West Kelowna woman’s right to assisted suicide upheld

B.C.'s Court of Appeal rules exemption from the current ban on assisted suicide—itself ruled unconstitutional—will stay in place.

West Kelowna’s Gloria Taylor has retained her right to die.

Taylor, who suffers from ALS, was one of the plaintiffs in the June B.C. Supreme Court case that challenged Canada’s ban on assisted suicide.

She was given the special one-year exemption from the law when the B.C. Supreme Court judge Lynn Smith ruled the ban was unconstitutional. The judge gave the federal government one-year to re-write the legislation concerning assisted suicide.

In the meantime, because of Taylor’s deteriorating condition, Smith gave Taylor a special exemption from the assisted suicide ban, which mains still in place pending a federal appeal.

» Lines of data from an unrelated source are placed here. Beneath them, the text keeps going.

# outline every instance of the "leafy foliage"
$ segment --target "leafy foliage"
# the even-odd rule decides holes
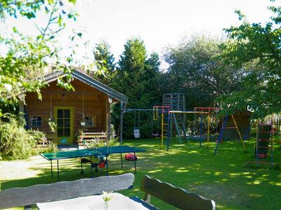
[[[269,9],[273,15],[266,24],[250,24],[237,11],[242,23],[226,29],[232,41],[223,48],[226,62],[248,67],[240,90],[224,97],[224,106],[230,105],[230,111],[247,107],[254,118],[279,113],[281,107],[281,8]]]
[[[148,58],[145,46],[142,40],[134,38],[127,41],[124,51],[120,57],[112,86],[117,90],[126,95],[129,100],[126,108],[152,108],[159,104],[162,94],[159,93],[158,78],[159,61],[158,55],[152,53]],[[114,124],[119,125],[120,108],[115,108],[112,115]],[[142,136],[151,136],[150,130],[146,128],[150,125],[151,113],[141,112],[139,129]],[[133,113],[124,115],[124,135],[132,136],[134,127]],[[138,122],[136,125],[138,127]]]
[[[70,0],[69,2],[74,3]],[[71,68],[60,62],[59,49],[55,47],[55,37],[65,27],[64,18],[76,19],[76,14],[67,11],[60,1],[2,1],[0,2],[0,18],[8,17],[35,18],[38,11],[44,9],[49,20],[46,26],[39,29],[37,36],[28,36],[21,34],[15,27],[11,34],[0,33],[0,46],[7,52],[0,55],[0,101],[4,104],[16,102],[17,96],[24,92],[36,92],[41,97],[39,89],[44,83],[38,78],[42,77],[52,60],[57,69],[70,73]],[[70,57],[67,61],[71,62]],[[70,75],[70,74],[69,74]],[[67,80],[58,78],[58,84],[71,88]],[[21,100],[23,100],[23,97]],[[0,115],[1,110],[0,109]]]
[[[93,78],[105,85],[111,84],[113,73],[115,70],[115,58],[110,52],[110,46],[105,41],[101,41],[96,45],[93,50],[94,64],[97,68],[93,72],[90,72]]]
[[[237,88],[241,72],[226,66],[218,57],[223,41],[195,35],[169,48],[165,60],[169,71],[162,77],[164,92],[187,95],[187,107],[219,106],[216,98]]]
[[[5,117],[8,118],[8,122],[0,125],[0,148],[2,156],[11,160],[31,157],[36,140],[14,116],[5,115]]]

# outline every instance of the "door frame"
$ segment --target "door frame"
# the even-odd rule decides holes
[[[56,125],[58,125],[58,109],[69,109],[70,110],[70,136],[69,137],[66,136],[58,136],[58,127],[55,130],[55,141],[58,144],[73,144],[73,135],[74,135],[74,106],[53,106],[53,113],[54,113],[54,118]],[[66,143],[61,143],[60,141],[63,139],[66,139]]]

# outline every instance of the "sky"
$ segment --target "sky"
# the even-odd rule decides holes
[[[275,1],[280,5],[281,0]],[[225,36],[223,28],[239,25],[235,10],[245,14],[249,22],[265,22],[272,13],[269,0],[77,0],[77,21],[67,22],[67,29],[58,37],[58,45],[67,46],[68,35],[75,29],[82,31],[84,41],[91,47],[106,41],[117,60],[124,51],[126,41],[138,37],[144,41],[148,53],[160,55],[168,46],[175,46],[184,36],[205,34]],[[7,20],[6,27],[15,26],[27,35],[36,34],[35,23],[46,20]],[[4,29],[3,27],[0,29]],[[77,57],[91,54],[83,46]]]

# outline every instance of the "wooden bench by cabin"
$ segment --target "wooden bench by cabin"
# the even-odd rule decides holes
[[[79,146],[83,146],[85,144],[90,144],[93,141],[105,141],[106,139],[106,132],[85,132],[79,136],[78,145]]]
[[[118,191],[133,187],[133,174],[105,176],[94,178],[81,178],[72,181],[60,181],[26,188],[14,188],[0,191],[0,209],[31,205],[102,194],[103,191]]]
[[[150,204],[150,195],[152,195],[181,209],[214,210],[216,208],[215,202],[212,200],[206,199],[147,175],[143,177],[140,189],[145,192],[144,199],[141,200],[138,197],[131,199],[144,206]]]
[[[44,148],[48,147],[49,144],[50,144],[50,141],[48,141],[47,138],[43,137],[37,141],[36,147],[38,148]]]

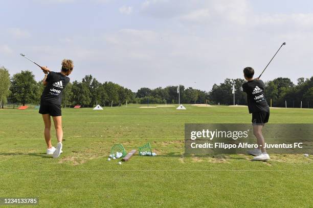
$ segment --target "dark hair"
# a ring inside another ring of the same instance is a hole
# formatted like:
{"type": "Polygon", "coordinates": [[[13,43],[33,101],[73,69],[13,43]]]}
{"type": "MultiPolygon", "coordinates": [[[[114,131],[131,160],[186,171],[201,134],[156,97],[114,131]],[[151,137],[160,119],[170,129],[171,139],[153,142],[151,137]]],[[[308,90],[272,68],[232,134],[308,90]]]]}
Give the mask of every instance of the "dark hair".
{"type": "Polygon", "coordinates": [[[246,77],[251,79],[254,75],[254,69],[250,67],[245,67],[243,69],[243,74],[246,77]]]}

The federal government announced it would appeal both the overturning of the ban and the exemption given to Taylor, who is believed to be the only person in Canada currently legally allowed to have an assisted suicide.

In a ruling released Friday, B.C. Court of Appeal Justice Jo-Ann Prowse rejected the government’s application for a stay of Taylor’s exemption.

She said because of Taylor’s condition, the West Kelowna woman would suffer harm if the exemption was removed.

The ruling did not address the government’s appeal of the overturning of the ban on assisted suicide inCanada. That will go the B.C. Court of Appeal and likely, to the Supreme Court of Canada for a final ruling. The court of appeal hearing is expected in March 2013.

 

Taylor’s lawyer said her client was delighted with Prowse’s ruling. She said she did expect Taylor to exercise the exemption right away but during the June court case, layers for the plaintiffs said Taylor’s conditon was deteriorating quickly.